I pass out the Naming Quadrilateral reference sheet. We fill in the missing descriptions on the back. I go over how to use the series of questions to identify the first quadrilateral on the Practice page as an example. I walk around to make sure students are writing the specific characteristics of the rhombus under “How do you know?”
I give students 3-5 minutes to classify and write their answers. I walk around and monitor student progress. Some students may struggle with number 2 and 4 if they compare the side lengths visually. I have rulers available if students want to use them to compare side lengths.
When most students are finished we quickly review a couple of the examples and reasoning behind the answers.

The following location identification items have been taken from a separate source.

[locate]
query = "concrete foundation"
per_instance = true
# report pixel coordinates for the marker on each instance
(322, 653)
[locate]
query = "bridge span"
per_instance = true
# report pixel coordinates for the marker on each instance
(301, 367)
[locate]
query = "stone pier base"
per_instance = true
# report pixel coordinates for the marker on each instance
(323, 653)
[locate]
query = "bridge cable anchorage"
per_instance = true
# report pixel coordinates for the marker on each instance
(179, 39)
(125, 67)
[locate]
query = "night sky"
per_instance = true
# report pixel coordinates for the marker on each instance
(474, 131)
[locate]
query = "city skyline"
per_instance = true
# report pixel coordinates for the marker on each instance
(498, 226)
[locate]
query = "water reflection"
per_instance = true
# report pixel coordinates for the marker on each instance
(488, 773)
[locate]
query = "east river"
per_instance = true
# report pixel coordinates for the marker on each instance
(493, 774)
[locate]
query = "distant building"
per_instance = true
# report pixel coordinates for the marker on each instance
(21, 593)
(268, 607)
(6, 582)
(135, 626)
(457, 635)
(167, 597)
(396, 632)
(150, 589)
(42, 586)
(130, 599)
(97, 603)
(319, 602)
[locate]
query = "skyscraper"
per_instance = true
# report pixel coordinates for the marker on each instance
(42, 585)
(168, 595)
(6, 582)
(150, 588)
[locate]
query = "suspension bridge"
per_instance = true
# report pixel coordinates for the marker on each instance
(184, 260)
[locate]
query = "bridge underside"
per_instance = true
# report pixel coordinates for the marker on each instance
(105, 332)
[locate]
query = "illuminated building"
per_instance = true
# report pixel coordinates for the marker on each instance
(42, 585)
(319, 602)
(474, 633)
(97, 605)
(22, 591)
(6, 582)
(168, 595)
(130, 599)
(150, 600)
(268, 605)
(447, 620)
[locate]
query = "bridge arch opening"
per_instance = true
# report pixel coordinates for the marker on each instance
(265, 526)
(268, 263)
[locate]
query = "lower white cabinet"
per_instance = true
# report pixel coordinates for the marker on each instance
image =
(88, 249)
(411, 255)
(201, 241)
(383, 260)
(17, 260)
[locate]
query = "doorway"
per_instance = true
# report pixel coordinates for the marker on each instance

We work through number one together. I remind students that they have their Naming Quadrilaterals reference sheet and I have rulers available if needed. For part (a) I want students to explain that the missing coordinate must be (8,9) because a rectangle must have 2 sets of parallel sides. If you place a point at (7,9) or (9,9) the quadrilateral will only have 1 set of parallel sides, making it a trapezoid. We review perimeter and area of a rectangle and calculate them accordingly. I have students think-pair- share about part (d). See my video on Think-Pair-Share in my Strategy folder for an explanation. Some students may say no, since the quadrilateral has 4, sides, 4 right angles and 2 sets of parallel sides, it is a rectangle. Other students may say that it meets the criteria of a parallelogram, since it has 4 sides and 2 sets of parallel sides. Both of these arguments are correct. If I asked what would be the most specific name for this quadrilateral, the answer would have to be rectangle.
Students work on numbers 2-5 independently. I tell students that if they are stuck to 1) use their reference sheets, 2) ask a neighbor, 3) ask the teacher. During this time I am also looking to see what strategies students are using on problem 3 so I can have students share during the closure. When students have completed a problem, they raise their hand. I quickly scan their work. If their work is adequate, I send them to the posted keys to check their answers. See my video Posting A Key in my Strategy folder for more details. If students are struggling here are a few things I may do:
- Tell them to go back and use their Naming Quadrilaterals sheet to help them.
- Give them the MCAS Reference Sheet to find formulas for area and perimeter.
- Have them pair up with someone to help trouble shoot.
- Have them join other students who are struggling and work with me at a small table.
If students are successful on these problems and finish early here are some options:
- Ask them to create and plot 3 different rectangles that have the same perimeter as Carrie’s garden in problem 4. What do they notice about the area of the different rectangles?
- Ask them to create and plot a parallelogram and trapezoid that have the same area as the rhombus in problem 5.
- Ask them to serve as a helper for students who are struggling.
Closure and Ticket to Go
Together we work through problem 3. I ask a student to share the most specific name of the quadrilateral and have other students add details/terms if needed. I ask a student to share how he/she found the answer to parts (c) and (d). I choose 1-2 students to display their work under the document camera and explain how they found the area for the trapezoid. Some students may split it into a square and a triangle and find the areas. Other students may split the trapezoid into two triangles and find the area. Students who struggle with using formulas may count the full squares and ½ squares and add them up. I encourage students to use formulas to find the area.
With the remaining time I pass out the ticket to go and have students complete it. I also collect their work so that I can see how individual students tackled the problems.